Culver Max Entertainment, formerly Sony Pictures Networks India (SPNI), gears up to slash its workforce by about 10 per cent in a major cost rationalisation and restructuring push. The layoffs target around 120 employees across India, set to kick in from the next financial year following a thorough internal audit by Boston Consulting Group. Under new CEO and MD Gaurav Banerjee, the network aims to streamline operations, curb rising expenses, and realign content spending with sluggish revenue trends in a cutthroat media sector.
BCG Review Targets Overlaps in TV and Digital Ops:
SPNI brought in global consultancy BCG to scrutinise its television channels and SonyLIV streaming platform, hunting for redundancies and waste in key areas. The audit digs into programming choices, marketing spends, rights deals, and support roles, spanning both linear TV and the OTT arm. Sources say the exercise prioritises sustainability over unchecked growth, plugging gaps where costs balloon faster than income.
Banerjee launched the mandate amid pressures from intensifying competition in sports broadcasts, general entertainment, and online content. Executives note content bills climbing quicker than topline figures, forcing a hard look at every rupee spent. The review promises tighter controls, sharper focus on high-return investments, and a slimmer setup without gutting essential functions.

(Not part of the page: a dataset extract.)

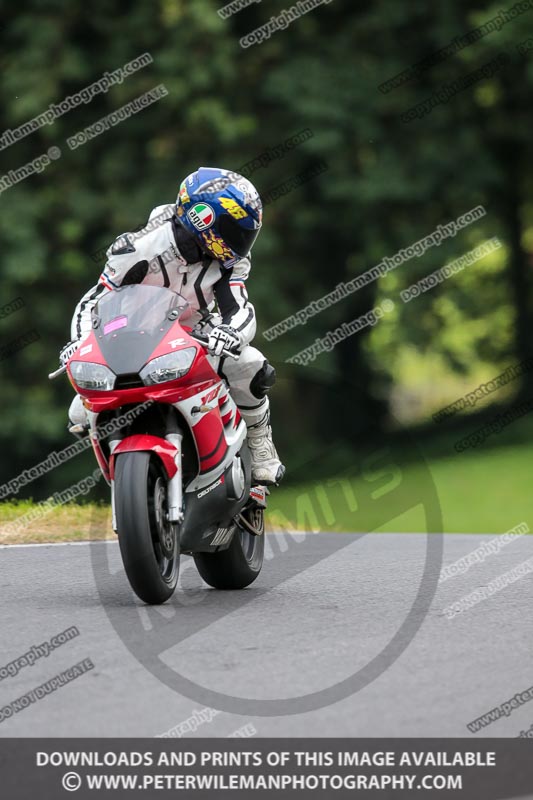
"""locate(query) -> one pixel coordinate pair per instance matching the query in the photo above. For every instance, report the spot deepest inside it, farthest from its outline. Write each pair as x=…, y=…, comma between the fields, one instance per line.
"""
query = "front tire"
x=239, y=565
x=149, y=544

Key Exit Signals Broader Leadership Shifts:
Top-level changes, such as Danish Khan’s resignation as SonyLIV and Studio NXT’s business leader, coincide with workforce reductions. Khan led Sony Entertainment Television before assuming control of SonyLIV in 2019. He spent more than 20 years at SPNI throughout two spells. He stays until March 31 to ensure a smooth transition before pursuing new endeavors.In addition to the SonyLIV platform, SPNI offers 28 channels in a variety of languages and genres. Revenues for the fiscal year 2024 were Rs 6,511 crore, with a net profit of Rs 840 crore. Subscriptions brought in Rs 3,206 crore, while advertisements brought in Rs 2,825 crore. However, experts point out that content expenses are exceeding growth, particularly as competitors invest more in sports rights and original programming in the face of changing consumer preferences.

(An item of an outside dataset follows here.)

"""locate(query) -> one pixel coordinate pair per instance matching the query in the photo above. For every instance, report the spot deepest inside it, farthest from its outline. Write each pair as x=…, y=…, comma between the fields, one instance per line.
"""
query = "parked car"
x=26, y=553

Industry Echoes Cost Pressures:
The layoffs at Culver Max echo a grim pattern across Indian media, where firms like Disney Star and Viacom18 have already axed hundreds amid mergers and streaming bets. Rising content costs, especially for IPL rights and big films, squeeze margins as ad revenues stagnate and linear TV bleeds viewers to OTT. Banerjee’s aggressive reset positions SPNI to compete with JioStar’s scale, but employees brace for uncertainty. Sources say voluntary exits and redeployments soften the blow, yet the 120 jobs lost signal deeper cuts ahead unless revenues rebound. This overhaul tests whether leaner operations can revive profitability in a fragmented market hungry for consolidation.

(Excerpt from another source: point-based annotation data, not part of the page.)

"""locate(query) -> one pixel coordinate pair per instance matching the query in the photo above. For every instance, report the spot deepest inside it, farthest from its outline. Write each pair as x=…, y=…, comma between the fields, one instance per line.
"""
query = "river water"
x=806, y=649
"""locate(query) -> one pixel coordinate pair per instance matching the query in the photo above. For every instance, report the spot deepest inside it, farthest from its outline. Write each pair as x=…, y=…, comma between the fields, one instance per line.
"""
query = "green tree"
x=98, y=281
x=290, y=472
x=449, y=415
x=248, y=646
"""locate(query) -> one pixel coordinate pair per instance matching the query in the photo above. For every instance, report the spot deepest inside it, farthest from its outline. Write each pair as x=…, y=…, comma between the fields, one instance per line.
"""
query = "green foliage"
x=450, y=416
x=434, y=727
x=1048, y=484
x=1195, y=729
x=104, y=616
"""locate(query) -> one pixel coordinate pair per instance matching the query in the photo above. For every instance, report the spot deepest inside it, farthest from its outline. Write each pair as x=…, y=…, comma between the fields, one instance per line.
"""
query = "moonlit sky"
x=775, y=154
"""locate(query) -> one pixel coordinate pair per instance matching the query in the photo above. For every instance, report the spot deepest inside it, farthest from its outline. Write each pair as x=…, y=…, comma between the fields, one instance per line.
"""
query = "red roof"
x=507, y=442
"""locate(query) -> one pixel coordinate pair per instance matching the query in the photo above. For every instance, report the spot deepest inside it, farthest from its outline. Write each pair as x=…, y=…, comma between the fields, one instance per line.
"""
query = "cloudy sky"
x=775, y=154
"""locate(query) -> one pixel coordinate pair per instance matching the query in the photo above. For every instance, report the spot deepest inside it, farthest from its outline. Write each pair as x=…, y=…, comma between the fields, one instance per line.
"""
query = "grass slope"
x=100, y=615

Restructuring Sets Stage for Leaner Media Play:
Although company executives remain silent about the layoffs, insiders attribute them to strengthening the company as TV viewership declines and internet revenue falls. In a phased rollout following assessment, the 10% reduction targets BCG-flagged duplicates throughout Indian operations. This is similar to industry-wide pressures that force broadcasters to reconsider their large teams in the age of streaming.
Banerjee’s motivation highlights a shift toward profitability by prioritizing lean teams and astute content choices over sprawl. Sony’s reset prepares for long-term struggles with traditional TV cooling and online monetization. The pace will be determined by the audit’s final decisions, but the message is clear: in today’s media grind, efficiency takes priority above expansion.